Baptisé « Observatoire de la tranquillité publique », ce centre de supervision est inédit dans une grande ville française. Selon la ville de Marseille, il recueillera l’ensemble des données publiques disponibles : mains courantes de la police municipale, captations des caméras de surveillance, informations relevées par les marins-pompiers ou les agents des espaces verts…
Anticiper les risques
Au-delà de la collecte, l’outil développé par Ineo Digital, filiale d’Engie, vise à analyser ces informations et les croiser avec d’autres données, comme celles des opérateurs de téléphonie mobile, de transport public, de l’AP-HM (Assistance publique-Hôpitaux de Marseille), pour « mieux anticiper les risques ». « Nous allons également utiliser les données de météo et les grandes tendances des réseaux sociaux dans une finalité de sécurité », explique Caroline Pozmentier, adjointe au maire en charge de la sécurité publique, qui évoque un « big data de la tranquillité publique, premier pilier de la smart city marseillaise ».
Cofinancé par la ville, la région, le département et l’Union européenne, le dispositif sera opérationnel au premier trimestre 2018. Concrètement, il devrait aider la police municipale à mieux anticiper et organiser la sécurité lors de grands événements comme des matchs de football ou des manifestations de rue, en croisant les données présentes et passées : où faut-il envoyer les agents municipaux ? Quels circuits privilégier pour les patrouilles ? « Entre 2018 et 2020, l’outil va être alimenté par de nouveaux cas d’usage. Avec le machine learning, l’algorithme va apprendre au fur et à mesure et apporter des analyses de plus en plus pertinentes, en fonction de l’expérience accumulée et des retours des services », assure Sébastien Vinant, directeur de l’innovation chez Inéo Digital.
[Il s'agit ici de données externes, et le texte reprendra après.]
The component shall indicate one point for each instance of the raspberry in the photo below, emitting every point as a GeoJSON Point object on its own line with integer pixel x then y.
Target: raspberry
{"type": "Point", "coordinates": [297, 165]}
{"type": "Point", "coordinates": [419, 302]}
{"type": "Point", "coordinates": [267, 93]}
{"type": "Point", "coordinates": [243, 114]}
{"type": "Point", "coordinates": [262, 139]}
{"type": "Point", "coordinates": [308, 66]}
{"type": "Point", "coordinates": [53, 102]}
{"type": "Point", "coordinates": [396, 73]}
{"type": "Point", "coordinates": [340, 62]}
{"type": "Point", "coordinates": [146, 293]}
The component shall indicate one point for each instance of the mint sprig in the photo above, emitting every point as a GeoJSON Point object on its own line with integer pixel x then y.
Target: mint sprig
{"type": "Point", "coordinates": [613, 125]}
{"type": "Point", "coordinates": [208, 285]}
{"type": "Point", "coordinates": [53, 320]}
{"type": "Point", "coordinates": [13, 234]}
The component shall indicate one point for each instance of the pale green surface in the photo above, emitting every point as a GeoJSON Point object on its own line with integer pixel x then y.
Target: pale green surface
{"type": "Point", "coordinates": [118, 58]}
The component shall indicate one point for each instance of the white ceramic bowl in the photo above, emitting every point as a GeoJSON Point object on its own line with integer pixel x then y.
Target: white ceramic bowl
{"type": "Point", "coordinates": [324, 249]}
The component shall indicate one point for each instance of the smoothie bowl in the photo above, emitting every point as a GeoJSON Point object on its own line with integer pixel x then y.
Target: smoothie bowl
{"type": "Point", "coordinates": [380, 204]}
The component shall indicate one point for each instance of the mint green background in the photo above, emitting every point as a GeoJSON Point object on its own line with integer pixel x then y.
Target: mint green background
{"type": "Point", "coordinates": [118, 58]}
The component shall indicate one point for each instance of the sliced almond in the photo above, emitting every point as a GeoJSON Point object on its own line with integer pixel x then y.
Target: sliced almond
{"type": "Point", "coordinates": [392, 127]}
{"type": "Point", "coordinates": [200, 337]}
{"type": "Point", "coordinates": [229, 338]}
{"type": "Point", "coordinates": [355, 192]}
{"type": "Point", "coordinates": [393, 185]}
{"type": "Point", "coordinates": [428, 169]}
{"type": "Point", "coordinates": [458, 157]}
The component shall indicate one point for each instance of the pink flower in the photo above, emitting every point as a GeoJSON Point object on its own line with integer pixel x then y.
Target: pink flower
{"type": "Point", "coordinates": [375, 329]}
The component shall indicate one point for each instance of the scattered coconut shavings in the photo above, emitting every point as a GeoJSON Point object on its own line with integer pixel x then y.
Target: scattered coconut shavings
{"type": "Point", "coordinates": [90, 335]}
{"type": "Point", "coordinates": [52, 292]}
Les résultats définitifs, prévus en 2020, seront mis à disposition de l’ensemble des services par l’intermédiaire de tableaux de bord. Le programme prévoit aussi la création d’une application mobile où les habitants de Marseille pourront signaler d’éventuels problèmes.
Des choix politiques
L’utilisation d’algorithmes s’est généralisée ces dernières années dans la police, notamment dans le cadre des enquêtes pour cibler une personne en croisant les données relatives à un crime. En France, la police et la gendarmerie nationales se sont chacune dotées de tels outils. Aux Etats-Unis, plusieurs villes ont adopté le logiciel d’aide à la décision PredPol qui détermine les zones à plus fort risque de criminalité en analysant la géolocalisation des crimes passés.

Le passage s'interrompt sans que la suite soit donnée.